Clay Calvert Comments on Presidential Defamation and Extremist Speaker Visits to College Campuses
Clay Calvert, director of the Marion B. Brechner First Amendment Project at the University of Florida College of Journalism and Communications, was quoted in Erik Wemple’s opinion column, “Did President Trump Defame the Red Hen?,” published in The Washington Post on June 25.
Wemple recounts Sarah Huckabee Sanders’ expulsion from a Lexington, Virginia, restaurant and the ensuing negative tweets about the restaurant by President Trump.
Calvert said “if he had said there were rats in the kitchen or that the restaurant used spoiled food, that would be a very different — and likely actionable — matter.”
Calvert was also quoted in “U.S. Universities Battle ‘Exploitation’ by Extremist Speaker” published in UK newspaper The Times Higher Education section on June 20. The article focuses on white supremacist Richard Spencer’s controversial visit to speak at UF and the high cost colleges can pay to maintain a secure environment.
“Mr. Spencer definitely raises huge First Amendment-based free speech questions for public universities across the United States,” said Calvert. “Key exceptions to speech protected by the First Amendment include speech likely to incite others to violence. But Mr. Spencer is very savvy and never comes close to crossing that incitement to violence line.”

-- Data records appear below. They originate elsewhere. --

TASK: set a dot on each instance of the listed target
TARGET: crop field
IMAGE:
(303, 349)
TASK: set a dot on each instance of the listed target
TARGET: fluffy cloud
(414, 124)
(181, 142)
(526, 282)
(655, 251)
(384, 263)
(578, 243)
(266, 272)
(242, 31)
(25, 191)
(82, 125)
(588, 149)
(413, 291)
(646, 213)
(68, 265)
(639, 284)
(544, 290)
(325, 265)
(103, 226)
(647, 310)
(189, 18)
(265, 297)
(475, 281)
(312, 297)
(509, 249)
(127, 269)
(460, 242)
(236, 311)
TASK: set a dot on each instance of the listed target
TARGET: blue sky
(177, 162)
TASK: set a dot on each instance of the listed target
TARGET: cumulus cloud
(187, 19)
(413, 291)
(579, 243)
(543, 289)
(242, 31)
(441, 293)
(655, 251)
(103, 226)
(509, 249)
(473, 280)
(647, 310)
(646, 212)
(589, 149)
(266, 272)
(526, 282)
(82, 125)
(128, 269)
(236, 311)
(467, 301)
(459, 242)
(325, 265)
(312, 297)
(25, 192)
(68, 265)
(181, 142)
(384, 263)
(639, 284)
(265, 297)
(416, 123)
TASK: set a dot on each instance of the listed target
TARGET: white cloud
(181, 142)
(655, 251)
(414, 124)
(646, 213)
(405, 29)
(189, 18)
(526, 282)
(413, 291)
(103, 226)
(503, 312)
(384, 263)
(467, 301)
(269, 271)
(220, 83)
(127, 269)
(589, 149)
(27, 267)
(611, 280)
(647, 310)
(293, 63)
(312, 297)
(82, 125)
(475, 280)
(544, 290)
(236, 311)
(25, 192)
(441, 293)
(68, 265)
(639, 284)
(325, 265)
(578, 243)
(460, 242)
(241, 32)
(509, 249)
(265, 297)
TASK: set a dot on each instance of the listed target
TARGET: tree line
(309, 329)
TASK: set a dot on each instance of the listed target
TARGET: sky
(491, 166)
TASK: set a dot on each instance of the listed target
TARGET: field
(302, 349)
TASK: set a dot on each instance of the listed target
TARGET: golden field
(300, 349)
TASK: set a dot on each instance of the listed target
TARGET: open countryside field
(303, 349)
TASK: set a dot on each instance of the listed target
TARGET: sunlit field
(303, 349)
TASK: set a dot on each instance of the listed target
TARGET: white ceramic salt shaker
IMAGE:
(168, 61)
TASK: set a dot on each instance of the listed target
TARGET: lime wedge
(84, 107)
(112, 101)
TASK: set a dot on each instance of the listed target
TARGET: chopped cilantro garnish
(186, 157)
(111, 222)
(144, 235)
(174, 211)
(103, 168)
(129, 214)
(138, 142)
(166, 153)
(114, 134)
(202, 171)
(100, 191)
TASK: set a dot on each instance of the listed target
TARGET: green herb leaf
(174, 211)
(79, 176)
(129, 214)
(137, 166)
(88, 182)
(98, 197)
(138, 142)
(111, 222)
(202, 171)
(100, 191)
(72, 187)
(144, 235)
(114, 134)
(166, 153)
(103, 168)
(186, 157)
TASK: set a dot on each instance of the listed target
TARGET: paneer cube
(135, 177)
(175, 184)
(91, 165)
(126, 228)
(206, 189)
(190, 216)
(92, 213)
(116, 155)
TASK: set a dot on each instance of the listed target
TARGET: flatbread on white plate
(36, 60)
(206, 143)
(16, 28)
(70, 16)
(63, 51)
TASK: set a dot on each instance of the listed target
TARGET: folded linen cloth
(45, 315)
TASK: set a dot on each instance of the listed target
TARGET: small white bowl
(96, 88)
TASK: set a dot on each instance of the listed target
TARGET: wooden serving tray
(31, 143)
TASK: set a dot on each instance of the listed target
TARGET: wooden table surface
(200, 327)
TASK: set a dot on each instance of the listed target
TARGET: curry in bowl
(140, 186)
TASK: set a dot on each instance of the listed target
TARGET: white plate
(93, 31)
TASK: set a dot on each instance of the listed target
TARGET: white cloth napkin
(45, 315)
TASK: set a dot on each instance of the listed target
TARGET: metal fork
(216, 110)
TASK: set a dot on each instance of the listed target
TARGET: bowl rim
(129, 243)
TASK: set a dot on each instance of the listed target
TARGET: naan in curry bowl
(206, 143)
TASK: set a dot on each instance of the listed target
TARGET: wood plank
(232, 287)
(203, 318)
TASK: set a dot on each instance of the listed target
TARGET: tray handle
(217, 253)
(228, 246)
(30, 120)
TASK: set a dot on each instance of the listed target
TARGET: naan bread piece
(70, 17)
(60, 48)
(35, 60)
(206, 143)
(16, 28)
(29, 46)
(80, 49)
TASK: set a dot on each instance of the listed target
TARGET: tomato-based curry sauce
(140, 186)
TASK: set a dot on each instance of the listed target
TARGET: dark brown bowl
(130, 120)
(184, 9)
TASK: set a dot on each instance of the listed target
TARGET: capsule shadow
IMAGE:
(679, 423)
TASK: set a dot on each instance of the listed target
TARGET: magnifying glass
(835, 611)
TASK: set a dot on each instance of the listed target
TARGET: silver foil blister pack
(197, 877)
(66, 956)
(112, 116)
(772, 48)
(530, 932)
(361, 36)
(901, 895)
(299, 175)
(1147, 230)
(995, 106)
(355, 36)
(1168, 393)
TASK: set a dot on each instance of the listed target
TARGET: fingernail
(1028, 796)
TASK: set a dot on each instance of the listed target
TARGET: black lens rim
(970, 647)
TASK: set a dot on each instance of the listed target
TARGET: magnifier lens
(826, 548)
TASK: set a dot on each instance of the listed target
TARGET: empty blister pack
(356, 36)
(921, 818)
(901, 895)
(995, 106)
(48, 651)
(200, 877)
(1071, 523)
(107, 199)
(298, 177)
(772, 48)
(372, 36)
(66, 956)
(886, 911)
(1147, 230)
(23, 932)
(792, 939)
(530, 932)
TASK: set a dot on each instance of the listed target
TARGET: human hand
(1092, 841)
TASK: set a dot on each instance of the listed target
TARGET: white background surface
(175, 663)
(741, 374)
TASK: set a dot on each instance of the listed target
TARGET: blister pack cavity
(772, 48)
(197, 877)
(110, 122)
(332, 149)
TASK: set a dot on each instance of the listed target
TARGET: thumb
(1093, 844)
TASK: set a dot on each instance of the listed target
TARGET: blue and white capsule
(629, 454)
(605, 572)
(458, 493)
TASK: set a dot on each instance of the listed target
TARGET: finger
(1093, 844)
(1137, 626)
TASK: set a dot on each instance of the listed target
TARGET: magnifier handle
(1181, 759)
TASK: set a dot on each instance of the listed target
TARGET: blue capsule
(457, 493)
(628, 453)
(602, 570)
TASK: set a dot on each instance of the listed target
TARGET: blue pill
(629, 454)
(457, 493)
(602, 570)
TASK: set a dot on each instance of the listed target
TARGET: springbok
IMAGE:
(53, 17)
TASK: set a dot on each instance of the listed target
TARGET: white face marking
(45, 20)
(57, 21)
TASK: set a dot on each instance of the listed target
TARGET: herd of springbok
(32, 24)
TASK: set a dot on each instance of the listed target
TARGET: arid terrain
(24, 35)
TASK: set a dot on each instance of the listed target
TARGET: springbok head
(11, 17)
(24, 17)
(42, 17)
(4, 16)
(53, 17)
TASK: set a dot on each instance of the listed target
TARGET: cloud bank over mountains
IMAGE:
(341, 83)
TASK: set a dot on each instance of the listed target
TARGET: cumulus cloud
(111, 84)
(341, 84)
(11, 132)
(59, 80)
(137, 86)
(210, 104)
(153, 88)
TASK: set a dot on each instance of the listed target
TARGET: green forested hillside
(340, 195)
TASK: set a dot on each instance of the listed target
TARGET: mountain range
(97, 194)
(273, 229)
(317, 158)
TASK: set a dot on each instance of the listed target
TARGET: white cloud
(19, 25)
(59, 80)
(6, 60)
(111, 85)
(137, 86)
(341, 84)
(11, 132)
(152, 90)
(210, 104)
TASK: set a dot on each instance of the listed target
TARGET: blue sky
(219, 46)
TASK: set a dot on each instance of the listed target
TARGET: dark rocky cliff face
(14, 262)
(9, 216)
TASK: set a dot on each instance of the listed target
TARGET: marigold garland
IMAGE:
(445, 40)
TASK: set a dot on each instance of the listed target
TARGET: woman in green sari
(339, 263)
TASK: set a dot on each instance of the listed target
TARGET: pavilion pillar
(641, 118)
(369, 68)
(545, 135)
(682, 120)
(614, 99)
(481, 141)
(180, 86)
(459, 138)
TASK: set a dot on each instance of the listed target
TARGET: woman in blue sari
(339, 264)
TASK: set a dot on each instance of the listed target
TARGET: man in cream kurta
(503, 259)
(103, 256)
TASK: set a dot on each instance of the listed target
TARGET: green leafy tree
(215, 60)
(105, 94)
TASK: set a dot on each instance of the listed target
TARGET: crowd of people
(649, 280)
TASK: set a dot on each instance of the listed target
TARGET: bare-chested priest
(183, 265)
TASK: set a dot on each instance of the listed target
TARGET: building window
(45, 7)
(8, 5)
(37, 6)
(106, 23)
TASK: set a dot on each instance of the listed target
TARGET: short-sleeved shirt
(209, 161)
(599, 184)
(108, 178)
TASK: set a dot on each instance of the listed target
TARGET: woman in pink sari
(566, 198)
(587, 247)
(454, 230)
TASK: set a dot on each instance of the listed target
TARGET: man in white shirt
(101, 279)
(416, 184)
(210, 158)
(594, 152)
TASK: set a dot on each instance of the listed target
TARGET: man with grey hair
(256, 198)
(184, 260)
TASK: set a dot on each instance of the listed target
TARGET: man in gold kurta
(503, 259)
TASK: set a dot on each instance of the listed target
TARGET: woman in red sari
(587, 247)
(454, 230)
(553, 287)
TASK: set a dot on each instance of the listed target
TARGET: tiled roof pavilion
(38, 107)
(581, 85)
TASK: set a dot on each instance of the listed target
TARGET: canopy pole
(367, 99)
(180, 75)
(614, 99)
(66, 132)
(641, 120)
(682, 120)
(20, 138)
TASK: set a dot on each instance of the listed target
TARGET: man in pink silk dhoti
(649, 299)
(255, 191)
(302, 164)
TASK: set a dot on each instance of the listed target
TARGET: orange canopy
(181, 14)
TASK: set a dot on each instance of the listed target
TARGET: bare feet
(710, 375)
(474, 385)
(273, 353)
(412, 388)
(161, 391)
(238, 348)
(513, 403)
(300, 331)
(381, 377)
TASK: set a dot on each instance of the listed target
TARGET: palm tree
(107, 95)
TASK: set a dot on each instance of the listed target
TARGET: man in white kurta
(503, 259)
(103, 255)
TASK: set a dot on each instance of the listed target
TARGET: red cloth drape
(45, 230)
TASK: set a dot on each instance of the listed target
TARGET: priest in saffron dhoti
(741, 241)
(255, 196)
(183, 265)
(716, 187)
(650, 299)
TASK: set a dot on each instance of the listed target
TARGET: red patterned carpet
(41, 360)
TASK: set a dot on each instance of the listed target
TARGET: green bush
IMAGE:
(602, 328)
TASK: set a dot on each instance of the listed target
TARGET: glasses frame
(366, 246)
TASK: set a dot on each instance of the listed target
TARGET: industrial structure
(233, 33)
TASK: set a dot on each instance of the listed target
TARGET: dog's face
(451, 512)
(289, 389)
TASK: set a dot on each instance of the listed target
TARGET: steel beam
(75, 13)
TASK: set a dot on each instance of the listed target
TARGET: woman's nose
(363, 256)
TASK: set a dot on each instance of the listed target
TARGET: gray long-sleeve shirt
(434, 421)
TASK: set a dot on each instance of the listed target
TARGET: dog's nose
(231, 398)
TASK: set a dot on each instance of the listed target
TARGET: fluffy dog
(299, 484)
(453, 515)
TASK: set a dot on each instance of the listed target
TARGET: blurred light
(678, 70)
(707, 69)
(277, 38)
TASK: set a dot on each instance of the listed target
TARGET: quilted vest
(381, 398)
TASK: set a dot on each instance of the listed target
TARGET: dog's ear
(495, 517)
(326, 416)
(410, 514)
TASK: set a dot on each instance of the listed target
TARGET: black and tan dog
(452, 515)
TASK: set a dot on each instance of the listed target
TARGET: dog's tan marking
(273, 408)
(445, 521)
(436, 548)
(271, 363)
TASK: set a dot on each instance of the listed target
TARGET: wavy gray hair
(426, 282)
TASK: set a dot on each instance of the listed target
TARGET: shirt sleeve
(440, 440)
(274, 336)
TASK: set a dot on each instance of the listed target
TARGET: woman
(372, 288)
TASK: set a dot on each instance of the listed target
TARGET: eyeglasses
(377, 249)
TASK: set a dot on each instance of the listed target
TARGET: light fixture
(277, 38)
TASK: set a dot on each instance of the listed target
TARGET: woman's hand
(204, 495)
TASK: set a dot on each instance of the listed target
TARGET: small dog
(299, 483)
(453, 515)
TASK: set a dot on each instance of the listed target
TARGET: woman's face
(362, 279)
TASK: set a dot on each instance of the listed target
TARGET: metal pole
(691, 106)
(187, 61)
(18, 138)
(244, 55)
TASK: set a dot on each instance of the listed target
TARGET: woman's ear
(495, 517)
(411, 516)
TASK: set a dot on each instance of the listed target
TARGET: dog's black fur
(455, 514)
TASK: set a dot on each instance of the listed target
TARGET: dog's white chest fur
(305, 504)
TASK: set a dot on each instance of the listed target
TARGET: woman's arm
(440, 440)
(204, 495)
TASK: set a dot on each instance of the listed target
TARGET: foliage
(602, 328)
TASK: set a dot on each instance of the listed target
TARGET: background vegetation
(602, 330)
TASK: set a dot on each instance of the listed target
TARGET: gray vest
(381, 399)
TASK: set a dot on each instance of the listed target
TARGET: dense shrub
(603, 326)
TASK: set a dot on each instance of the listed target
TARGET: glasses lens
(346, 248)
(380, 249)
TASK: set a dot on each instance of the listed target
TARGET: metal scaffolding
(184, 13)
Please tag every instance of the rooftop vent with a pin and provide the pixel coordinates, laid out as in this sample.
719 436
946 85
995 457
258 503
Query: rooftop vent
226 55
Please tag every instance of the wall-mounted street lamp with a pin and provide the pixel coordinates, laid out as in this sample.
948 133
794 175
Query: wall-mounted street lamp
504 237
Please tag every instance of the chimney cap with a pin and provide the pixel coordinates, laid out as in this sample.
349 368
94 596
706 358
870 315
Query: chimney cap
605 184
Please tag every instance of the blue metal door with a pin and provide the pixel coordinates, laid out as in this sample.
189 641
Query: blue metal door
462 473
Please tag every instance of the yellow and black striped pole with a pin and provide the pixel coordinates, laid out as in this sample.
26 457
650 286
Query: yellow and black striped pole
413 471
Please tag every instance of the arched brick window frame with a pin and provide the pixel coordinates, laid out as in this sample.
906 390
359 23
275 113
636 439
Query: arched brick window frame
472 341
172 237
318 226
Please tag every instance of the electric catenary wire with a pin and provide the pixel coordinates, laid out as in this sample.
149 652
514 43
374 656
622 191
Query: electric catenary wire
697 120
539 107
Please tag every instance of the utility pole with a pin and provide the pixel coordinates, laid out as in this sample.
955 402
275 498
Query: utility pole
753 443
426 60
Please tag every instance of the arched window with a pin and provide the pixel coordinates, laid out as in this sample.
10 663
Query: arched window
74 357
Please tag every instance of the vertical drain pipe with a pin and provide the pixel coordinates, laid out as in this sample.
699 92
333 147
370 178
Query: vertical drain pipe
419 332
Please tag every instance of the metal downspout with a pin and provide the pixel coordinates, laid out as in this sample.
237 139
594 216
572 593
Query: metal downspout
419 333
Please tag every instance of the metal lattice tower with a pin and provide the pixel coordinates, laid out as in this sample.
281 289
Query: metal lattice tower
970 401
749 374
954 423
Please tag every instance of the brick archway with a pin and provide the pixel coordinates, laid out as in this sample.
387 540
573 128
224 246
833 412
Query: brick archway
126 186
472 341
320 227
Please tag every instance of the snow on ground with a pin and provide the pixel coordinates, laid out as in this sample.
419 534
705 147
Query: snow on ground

He states that public university campuses today may view free speech as more of a weapon than a tool of a democratic society. He adds that a university is supposed to be a marketplace of ideas where you can debate any topic or idea.
The article references an essay Calvert wrote for the First Amendment Law Review. In it, Calvert states “the collapse of conversations on public university campuses and the rise of attitudes in favor of stifling speakers are profoundly troubling developments, and it is equally worrisome that educational institutions are being exploited and held financially hostage in the name of the First Amendment by extremist speakers.”